That’s what makes Quinn’s reintroduction to the team and the lineup such a big deal.
Not only is Quinn a guy that brings lightness to the room itself with his presence, but his performance on the ice provides one more glimmer of hope. Given what he’s been through already this year, that he’s out there in the first place says a lot about him.
“It would certainly discourage anybody,” Granato said. “But when people don’t get discouraged under adversity, that’s demonstrative of their confidence. People that lose confidence and through adversity, they don’t have a vision and a picture and a determination that I will get there.”
Adversity has been somewhat of a self-made issue for the Sabres this season. Certainly, now as they sit dangerously far back of the second wild card in the Eastern Conference, all they’ve got from now until it is over is adversity. But all they can worry about now is winning their own games. That’s something Quinn is eager to be part of, even if it’s just for the final 10 games.
“I think it makes a big difference (returning),” Quinn said. “I mean, we got a lot of energy, and we got some belief, so definitely it was motivating for me the last few weeks to see these guys winning games and keeping us in it.”
It’s not to say that Quinn has been the missing piece all season, he’s been one of the missing pieces, and a major one at that. It’s not about putting the difficult position the Sabres are in now on his shoulders because that’s not fair, nor correct. But in seeing him work as hard as he did to come back from the torn Achilles, even returning a little earlier than expected, and now following this latest malady to return even before the calendar turns to April, it’s impressive that he’s worked himself back so hard to be cleared to play again. Having done it once already this season made this seem almost easy. Quinn also realized it’s as much about the mental side as it is the physical to overcome.

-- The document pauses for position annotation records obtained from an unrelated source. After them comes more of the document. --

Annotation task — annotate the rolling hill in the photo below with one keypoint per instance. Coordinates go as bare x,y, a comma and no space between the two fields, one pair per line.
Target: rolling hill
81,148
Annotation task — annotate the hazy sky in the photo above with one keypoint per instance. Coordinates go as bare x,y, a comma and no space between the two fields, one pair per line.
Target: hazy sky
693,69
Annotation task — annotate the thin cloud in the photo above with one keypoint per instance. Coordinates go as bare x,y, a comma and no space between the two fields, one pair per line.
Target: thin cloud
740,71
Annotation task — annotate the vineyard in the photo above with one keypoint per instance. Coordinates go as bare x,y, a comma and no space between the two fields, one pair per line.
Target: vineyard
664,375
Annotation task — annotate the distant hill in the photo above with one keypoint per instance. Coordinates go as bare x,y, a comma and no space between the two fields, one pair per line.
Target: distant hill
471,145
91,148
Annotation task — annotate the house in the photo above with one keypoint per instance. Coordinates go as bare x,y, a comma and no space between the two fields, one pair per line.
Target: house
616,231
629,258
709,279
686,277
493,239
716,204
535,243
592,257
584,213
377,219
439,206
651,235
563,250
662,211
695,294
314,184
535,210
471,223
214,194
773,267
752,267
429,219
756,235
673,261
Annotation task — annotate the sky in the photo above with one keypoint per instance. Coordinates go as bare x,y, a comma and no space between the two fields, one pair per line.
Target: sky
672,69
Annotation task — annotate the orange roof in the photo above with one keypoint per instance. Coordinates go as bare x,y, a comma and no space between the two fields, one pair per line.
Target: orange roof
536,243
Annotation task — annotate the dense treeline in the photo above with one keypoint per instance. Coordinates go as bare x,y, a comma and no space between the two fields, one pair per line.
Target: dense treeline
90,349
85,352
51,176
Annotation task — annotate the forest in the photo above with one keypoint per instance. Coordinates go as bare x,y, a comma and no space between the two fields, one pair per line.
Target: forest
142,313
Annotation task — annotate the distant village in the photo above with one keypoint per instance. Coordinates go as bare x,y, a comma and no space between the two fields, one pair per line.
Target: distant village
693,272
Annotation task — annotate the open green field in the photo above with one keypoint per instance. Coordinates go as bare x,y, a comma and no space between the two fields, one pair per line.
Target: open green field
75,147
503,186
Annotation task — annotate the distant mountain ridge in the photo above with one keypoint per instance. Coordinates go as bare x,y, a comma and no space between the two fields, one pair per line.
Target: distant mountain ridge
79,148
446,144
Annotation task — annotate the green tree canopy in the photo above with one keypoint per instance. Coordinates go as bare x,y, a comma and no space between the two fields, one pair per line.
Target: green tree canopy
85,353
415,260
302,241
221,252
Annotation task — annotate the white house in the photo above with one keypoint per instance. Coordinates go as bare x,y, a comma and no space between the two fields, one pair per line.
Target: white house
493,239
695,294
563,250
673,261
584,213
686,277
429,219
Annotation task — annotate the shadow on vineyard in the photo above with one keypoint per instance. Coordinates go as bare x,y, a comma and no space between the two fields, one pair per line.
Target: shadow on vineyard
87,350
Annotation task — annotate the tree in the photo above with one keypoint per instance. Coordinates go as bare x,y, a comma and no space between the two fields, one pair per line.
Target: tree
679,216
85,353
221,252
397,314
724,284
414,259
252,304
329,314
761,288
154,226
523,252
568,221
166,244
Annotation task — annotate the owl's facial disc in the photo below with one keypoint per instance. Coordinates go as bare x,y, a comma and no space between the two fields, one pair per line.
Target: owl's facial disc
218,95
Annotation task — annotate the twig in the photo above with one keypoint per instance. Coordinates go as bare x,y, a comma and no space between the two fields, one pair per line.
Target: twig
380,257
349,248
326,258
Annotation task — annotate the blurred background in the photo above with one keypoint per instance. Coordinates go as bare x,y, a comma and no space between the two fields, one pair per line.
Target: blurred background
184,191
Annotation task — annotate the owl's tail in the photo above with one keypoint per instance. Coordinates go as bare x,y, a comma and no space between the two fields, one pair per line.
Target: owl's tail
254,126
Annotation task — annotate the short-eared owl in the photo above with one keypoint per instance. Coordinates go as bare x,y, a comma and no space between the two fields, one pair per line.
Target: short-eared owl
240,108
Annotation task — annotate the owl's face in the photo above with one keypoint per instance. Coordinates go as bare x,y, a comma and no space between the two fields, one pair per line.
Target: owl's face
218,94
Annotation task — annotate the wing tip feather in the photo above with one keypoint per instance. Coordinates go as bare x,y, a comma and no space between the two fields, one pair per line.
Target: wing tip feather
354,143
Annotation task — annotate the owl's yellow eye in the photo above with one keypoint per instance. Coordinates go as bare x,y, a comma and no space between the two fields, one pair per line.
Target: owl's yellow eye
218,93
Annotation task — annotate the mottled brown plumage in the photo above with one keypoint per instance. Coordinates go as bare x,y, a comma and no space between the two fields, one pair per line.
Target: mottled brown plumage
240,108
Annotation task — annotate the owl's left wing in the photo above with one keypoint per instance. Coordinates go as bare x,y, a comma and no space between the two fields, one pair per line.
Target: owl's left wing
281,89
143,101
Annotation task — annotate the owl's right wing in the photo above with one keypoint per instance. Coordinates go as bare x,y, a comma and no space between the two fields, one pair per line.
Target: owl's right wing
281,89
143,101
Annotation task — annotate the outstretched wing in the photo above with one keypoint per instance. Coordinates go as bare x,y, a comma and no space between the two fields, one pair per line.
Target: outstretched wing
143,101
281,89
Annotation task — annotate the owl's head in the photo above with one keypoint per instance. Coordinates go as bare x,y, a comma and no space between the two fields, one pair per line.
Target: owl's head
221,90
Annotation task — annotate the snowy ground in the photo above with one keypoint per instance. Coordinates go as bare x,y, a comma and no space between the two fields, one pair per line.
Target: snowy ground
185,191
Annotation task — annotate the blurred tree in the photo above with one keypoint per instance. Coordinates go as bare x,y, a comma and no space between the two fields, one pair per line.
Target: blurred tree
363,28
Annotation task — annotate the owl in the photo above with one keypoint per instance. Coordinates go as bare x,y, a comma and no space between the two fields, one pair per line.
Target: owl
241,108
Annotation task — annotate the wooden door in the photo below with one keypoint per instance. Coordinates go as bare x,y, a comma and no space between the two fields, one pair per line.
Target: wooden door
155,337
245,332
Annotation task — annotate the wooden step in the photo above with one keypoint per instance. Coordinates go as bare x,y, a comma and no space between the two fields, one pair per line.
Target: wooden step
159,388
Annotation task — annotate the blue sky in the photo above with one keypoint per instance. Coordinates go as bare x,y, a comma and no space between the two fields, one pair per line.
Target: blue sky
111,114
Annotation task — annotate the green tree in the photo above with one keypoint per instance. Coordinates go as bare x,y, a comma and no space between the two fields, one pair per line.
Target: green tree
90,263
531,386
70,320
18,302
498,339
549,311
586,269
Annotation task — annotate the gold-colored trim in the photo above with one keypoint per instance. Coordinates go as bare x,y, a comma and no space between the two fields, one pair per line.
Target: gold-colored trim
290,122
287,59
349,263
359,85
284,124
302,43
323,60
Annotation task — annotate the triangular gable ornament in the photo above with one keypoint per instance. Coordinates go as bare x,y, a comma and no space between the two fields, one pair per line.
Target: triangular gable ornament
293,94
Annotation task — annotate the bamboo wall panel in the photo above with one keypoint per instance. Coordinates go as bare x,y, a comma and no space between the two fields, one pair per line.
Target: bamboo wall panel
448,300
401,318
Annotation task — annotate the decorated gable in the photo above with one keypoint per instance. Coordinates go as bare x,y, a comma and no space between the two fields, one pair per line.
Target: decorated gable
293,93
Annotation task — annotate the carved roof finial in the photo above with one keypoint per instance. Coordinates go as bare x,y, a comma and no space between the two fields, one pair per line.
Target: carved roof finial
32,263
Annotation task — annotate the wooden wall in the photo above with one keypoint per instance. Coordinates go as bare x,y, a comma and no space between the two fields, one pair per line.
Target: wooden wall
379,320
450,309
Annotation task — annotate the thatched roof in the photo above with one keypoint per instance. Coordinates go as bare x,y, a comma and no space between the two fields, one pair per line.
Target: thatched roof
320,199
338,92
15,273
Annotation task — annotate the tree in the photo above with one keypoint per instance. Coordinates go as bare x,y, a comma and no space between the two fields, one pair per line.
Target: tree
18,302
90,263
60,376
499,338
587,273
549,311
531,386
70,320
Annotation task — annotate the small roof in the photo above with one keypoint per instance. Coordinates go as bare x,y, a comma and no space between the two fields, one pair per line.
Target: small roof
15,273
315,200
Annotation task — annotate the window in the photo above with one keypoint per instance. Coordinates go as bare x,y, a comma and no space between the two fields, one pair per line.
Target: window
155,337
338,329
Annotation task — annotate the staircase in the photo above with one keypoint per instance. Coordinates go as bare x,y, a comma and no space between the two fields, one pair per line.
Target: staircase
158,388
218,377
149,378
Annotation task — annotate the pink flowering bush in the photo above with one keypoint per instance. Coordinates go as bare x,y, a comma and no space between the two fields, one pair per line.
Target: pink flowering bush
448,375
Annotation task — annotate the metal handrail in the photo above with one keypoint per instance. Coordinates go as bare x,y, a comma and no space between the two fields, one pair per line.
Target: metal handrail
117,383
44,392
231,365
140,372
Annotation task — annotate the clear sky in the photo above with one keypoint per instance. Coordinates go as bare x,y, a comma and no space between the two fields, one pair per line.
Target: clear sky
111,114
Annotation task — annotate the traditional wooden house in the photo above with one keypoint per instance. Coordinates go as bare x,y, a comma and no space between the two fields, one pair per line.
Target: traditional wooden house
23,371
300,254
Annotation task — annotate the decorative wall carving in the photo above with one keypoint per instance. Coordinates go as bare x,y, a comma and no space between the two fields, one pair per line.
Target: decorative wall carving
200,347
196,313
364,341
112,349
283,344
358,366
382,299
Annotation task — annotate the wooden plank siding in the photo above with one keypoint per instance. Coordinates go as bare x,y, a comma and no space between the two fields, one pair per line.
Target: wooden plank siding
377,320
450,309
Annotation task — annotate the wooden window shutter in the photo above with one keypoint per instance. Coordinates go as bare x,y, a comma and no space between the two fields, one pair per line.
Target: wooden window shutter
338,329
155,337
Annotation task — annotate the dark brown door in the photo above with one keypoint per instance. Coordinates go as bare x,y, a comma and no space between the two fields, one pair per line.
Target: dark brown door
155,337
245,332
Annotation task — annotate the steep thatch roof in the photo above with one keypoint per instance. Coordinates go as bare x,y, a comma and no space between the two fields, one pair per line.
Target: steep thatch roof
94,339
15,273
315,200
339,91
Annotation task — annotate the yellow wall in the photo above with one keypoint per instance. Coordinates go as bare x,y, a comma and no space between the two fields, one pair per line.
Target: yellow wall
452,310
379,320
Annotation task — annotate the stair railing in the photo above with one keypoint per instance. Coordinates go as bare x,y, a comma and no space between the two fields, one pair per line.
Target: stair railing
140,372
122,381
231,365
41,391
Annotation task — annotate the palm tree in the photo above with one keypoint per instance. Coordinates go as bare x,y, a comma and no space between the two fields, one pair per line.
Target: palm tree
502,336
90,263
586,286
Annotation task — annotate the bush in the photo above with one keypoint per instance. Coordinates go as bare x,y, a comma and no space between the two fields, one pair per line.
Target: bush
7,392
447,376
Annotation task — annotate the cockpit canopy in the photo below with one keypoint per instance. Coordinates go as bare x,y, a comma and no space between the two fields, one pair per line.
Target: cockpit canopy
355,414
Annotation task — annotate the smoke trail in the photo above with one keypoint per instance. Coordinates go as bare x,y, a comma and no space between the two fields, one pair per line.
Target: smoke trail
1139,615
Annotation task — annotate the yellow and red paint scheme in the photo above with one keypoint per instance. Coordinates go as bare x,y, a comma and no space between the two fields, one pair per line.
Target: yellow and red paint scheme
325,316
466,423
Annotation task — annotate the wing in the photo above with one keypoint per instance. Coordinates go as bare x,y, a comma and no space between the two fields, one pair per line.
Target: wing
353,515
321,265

“I think just probably trying to keep getting better and staying engaged in the game and never kind of losing it from my brain and watching hockey and stuff like that,” Quinn said about the process coming back from the Achilles. “I felt like when I came back, there was a little bit of stuff with the timing, but other than that I was mentally right in it.”
This time around it was roughly eight weeks he was kept out of action after jamming his left leg, the same one he injured his Achilles, into the boards in San Jose. Quinn knew it was bad right away and even the fact that Sabres GM Kevyn Adams weeks ago wouldn’t commit to Quinn coming back this season made it seem like it would be a long shot.
And yet, here he was skating with his best friends Cozens and Peterka and the rest of the team again on March 26. Whether he returns on Wednesday night against Ottawa or Friday or Saturday night against New Jersey or Toronto, Quinn is back and that’s the best news the Sabres have had in a while.
“The history of it, the energy that they bring, those guys as a trio they’re in sync,” Granato said. “And again, it will open up more scoring opportunity. Everybody wants to say (Tage) Thompson hasn’t scored as much. When you don’t have the scoring depth, the other team can key more on you. When you have the second line and third line scoring depth, it preoccupies the attention of the other team to a greater degree, and it opens up more space for the next guy to score. Putting Quinner back there, we know the potential right away for them to have that dynamic component. The familiarity is there; you could see it today in practice. Hopefully that opens up.”
This season was meant to be a major breakout year for Quinn, but his body and misfortune had other ideas. But he’s undeterred and focused on what he can do to try, against all odds, to try and keep hope alive for the Sabres and for himself.
“Jack has such a deep passion, love for the game, but he’s got a clear vision of how good he can be, and he knows it,” Granato said.